Up the street from the courthouse the next evening, at a rally at the state Capitol, a crowd of conservatives swayed on the lawn, eyes closed and arms raised, while kids took turns rolling down a grassy hill. On the steps, a speaker raised his fist and screamed, “Jesus!” then handed the microphone to a man who thanked God that “Wisconsin is a pro-life state.”

At the back of the crowd, Billie Johnson, who was recently elected chair of the GOP in Wisconsin’s 2nd Congressional District, said, “We’re trying to change hearts and minds, but it’s hard sledding.”

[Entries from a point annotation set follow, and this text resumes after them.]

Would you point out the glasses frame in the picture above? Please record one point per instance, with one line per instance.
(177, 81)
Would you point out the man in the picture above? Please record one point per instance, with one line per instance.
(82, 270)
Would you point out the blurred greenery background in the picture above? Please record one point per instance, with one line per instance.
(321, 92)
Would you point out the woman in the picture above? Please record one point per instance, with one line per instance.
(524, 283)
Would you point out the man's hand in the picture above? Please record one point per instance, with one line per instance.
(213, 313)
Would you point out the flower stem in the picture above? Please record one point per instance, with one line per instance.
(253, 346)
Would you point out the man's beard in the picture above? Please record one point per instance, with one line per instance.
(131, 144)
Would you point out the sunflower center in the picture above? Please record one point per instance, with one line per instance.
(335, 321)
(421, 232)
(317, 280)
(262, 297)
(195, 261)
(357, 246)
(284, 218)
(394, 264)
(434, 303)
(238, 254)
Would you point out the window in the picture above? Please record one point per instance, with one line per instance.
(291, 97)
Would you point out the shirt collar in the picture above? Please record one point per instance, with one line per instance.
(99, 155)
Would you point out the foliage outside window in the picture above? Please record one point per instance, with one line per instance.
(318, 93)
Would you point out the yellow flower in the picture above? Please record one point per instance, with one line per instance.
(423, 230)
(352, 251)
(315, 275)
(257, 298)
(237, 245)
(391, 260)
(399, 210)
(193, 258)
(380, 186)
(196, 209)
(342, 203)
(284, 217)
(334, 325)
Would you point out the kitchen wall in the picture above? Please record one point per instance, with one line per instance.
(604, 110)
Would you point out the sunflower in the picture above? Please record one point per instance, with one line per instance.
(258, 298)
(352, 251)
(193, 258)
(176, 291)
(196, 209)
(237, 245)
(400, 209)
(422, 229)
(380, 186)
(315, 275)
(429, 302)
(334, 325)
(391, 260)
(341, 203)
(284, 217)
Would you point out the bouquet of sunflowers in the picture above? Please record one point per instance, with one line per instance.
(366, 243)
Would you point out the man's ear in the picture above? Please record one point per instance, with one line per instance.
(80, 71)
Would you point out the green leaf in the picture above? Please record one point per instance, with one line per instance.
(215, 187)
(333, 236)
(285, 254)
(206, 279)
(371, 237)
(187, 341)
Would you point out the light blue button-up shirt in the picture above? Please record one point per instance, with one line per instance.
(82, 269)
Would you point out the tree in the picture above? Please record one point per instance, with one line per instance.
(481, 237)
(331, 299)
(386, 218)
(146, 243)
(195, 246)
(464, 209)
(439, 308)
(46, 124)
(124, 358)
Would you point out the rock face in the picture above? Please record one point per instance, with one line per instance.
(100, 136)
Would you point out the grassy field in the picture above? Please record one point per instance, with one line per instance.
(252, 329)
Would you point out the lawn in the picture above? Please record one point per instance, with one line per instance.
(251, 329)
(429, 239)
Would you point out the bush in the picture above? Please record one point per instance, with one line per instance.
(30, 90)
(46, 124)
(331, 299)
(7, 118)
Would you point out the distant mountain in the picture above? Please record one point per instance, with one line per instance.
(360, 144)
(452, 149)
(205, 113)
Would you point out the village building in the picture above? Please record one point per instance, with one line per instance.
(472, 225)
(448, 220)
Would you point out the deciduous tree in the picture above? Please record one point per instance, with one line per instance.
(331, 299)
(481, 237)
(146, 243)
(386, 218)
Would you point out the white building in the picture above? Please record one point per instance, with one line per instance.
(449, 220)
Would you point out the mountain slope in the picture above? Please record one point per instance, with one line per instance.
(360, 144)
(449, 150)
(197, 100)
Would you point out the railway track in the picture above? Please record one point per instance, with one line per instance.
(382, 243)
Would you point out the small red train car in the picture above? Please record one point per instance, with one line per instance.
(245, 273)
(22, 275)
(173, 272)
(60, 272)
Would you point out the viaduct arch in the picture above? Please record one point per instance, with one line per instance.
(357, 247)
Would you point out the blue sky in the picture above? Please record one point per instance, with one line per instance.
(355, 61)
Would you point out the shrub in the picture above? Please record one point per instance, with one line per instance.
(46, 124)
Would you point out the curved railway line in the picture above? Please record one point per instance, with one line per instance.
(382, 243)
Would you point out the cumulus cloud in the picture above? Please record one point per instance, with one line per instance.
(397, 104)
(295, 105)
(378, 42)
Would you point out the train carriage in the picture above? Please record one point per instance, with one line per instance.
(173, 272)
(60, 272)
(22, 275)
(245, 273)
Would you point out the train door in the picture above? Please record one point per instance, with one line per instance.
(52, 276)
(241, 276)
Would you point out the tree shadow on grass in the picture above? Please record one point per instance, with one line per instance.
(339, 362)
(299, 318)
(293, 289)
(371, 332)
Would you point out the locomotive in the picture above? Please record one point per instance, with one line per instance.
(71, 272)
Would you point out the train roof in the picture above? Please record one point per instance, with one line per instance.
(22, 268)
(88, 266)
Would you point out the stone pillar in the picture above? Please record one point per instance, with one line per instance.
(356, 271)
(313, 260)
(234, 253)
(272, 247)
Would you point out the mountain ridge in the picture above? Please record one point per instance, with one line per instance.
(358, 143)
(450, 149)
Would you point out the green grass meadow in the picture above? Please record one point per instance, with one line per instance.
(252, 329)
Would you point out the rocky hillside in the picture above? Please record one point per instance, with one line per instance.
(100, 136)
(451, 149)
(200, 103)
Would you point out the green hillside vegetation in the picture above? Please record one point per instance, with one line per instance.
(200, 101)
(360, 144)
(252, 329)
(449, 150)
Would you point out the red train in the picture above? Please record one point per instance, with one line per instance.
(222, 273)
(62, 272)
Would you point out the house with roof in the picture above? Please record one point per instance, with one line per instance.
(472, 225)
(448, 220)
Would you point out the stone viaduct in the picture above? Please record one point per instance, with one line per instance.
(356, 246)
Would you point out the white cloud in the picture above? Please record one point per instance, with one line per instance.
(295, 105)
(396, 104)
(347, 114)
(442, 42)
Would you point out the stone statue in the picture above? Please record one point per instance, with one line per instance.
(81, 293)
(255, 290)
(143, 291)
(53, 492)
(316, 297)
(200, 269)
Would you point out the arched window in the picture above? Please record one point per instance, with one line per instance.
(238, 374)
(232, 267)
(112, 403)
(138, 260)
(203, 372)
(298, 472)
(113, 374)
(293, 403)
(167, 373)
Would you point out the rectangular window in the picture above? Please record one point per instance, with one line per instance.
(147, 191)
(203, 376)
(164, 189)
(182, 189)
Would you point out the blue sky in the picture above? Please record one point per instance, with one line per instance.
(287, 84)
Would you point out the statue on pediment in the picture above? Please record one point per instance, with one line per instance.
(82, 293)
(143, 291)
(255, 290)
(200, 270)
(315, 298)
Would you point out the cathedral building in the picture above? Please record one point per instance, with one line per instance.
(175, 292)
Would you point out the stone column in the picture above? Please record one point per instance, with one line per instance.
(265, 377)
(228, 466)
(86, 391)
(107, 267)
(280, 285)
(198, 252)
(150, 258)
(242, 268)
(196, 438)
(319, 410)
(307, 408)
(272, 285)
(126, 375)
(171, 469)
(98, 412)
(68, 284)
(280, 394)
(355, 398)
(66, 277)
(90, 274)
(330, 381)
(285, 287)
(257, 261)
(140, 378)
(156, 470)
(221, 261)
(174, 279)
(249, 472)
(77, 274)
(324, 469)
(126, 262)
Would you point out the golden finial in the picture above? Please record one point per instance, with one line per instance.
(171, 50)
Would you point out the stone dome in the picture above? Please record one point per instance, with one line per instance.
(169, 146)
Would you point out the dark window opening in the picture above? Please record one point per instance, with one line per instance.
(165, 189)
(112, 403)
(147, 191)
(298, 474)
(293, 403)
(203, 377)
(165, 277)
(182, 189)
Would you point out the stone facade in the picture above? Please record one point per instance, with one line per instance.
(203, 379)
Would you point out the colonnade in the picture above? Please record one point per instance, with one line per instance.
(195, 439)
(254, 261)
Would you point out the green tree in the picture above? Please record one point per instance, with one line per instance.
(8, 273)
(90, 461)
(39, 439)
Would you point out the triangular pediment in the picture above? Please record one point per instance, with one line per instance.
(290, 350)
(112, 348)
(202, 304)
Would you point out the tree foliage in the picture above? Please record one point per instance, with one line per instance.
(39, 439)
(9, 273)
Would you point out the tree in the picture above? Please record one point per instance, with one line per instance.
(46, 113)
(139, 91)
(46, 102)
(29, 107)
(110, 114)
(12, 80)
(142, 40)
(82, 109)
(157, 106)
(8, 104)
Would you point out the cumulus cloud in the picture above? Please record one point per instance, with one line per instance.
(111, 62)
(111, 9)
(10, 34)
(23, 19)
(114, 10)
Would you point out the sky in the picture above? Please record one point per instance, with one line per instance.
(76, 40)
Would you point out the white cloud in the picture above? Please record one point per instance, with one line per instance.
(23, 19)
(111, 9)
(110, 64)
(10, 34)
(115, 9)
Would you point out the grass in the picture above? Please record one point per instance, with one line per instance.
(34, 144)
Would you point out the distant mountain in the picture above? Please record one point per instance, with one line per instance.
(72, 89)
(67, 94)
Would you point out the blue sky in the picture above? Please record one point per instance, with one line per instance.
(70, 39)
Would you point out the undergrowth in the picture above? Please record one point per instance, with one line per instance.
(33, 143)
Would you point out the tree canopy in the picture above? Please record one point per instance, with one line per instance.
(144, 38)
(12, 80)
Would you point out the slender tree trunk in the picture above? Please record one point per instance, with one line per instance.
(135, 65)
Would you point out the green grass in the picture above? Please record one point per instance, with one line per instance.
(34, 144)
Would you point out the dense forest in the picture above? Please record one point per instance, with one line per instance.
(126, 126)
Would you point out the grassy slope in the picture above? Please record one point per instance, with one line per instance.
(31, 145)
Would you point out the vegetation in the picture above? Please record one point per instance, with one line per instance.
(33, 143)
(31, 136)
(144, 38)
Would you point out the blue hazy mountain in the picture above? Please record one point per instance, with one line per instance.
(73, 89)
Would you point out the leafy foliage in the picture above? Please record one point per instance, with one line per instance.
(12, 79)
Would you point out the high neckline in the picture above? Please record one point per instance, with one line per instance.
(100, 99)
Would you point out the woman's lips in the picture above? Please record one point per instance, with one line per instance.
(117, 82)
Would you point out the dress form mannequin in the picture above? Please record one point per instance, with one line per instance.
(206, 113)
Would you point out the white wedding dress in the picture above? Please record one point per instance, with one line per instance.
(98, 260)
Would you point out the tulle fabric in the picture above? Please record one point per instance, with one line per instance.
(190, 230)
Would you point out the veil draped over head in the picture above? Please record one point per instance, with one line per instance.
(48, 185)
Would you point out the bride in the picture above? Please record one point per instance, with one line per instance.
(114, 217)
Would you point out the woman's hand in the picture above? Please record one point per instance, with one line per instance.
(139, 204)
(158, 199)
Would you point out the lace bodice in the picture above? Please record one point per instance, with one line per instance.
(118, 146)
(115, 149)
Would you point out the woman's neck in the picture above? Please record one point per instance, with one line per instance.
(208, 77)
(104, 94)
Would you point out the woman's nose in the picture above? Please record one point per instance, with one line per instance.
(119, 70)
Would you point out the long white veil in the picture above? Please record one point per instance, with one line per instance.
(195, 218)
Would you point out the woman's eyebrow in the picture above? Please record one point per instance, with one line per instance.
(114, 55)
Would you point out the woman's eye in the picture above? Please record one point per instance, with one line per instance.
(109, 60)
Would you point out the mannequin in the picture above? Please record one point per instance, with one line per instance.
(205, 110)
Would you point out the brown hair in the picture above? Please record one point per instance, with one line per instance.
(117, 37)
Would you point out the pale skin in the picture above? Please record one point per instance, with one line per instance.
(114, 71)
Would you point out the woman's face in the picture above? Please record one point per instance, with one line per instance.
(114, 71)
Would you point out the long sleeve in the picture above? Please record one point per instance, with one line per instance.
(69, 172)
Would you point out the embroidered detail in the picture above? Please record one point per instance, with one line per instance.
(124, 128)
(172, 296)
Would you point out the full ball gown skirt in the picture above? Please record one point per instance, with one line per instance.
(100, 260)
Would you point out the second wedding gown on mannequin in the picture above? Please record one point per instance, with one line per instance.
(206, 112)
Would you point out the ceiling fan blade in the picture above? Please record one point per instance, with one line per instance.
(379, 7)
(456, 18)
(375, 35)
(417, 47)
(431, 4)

He blamed the media for “demonizing” Republicans. But the outcome, he said, was that “the Republican Party, our brand, is damaged.”

That’s something I’d asked Bachleitner about, too. He told me he spends time at every party meeting addressing abortion and what he calls a “moral identity crisis in the Republican Party,” likening abortion to the treatment of enslaved people — an analogy popular among the most strident anti-abortion rights activists — and suggesting that those who support exceptions to bans don’t value either the “Southern slave or the pre-born baby.”

Wisconsin, he said, should be “a place where they’ll fight for you.”

Bachleitner has other fights, too — what he called the “tsunami” of Democratic money coming into Wisconsin to assist in the 2022 election. Or infighting within the GOP about how to address abortion. Or organizing tactics. Or Trump. Or the schoolhouse.

On the day we met in Ripon, I drove Bachleitner from the schoolhouse’s old site to its new one, where a paint job and landscaping were in the works, and where a track loader was on hand. A representative of the chamber had followed us, then stopped me when I pulled into the lot.

“There’s a no trespassing sign that fell down, and that’s why those cones are there,” she said. “So, if you wouldn’t mind.”

I left. Bachleitner texted me later. He’d received a call from the local police warning him not to return.